By 2024, the LTO’s contract with its IT provider would have ended, and was given the assurance that the control of the IT system would be turned over to the agency.
“By then, my dream for the LTO IT system is for it to be run and managed by LTO employees. No more outsiders will be running the system. We ourselves would run and manage the operations,” he said.
He wants to run the LTO the same way it is done at private corporations.
“Having been with the Agency for the past 12 years, I have seen a lot of competent men and women at the LTO so I am confident that we can do it,” he said.
He reported that when he looked at the number of IT experts at its Management Information Division, there were only 28 of them, and he is looking to have the number increased further.

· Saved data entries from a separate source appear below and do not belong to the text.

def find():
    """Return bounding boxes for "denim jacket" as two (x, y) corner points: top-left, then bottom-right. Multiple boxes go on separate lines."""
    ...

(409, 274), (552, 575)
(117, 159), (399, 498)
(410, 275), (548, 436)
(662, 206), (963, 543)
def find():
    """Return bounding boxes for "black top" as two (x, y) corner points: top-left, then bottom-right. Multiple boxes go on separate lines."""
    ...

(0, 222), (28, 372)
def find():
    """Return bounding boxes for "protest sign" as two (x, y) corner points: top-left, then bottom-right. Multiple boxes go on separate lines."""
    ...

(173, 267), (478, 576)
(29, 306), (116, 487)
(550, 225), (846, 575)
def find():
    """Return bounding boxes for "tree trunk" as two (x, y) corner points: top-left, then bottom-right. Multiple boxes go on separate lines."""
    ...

“We need to increase the number of personnel to handle the MID to be able to adequately address the needs of the different regions,” he said.
He vowed to ask for more funding in 2023 to be able to achieve the increase in IT personnel at the MID.
He said there is also a need to increase the number of personnel so that by year 2024, the agency wod be able to run the system on its own.
“This is what I envision for the future of LTO, a digitalized LTO with its own IT system. If there will be slowdowns, which I hope will not happen again, we will only have ourselves to blame,” he cited.
Next year, the LTO chief said, the agency would conduct a planning session, “the first time in the history of the agency for its senior officers.”
He believes that through careful planning, the agency could check what it wants to do in the future, to be followed by a mid-year planning session.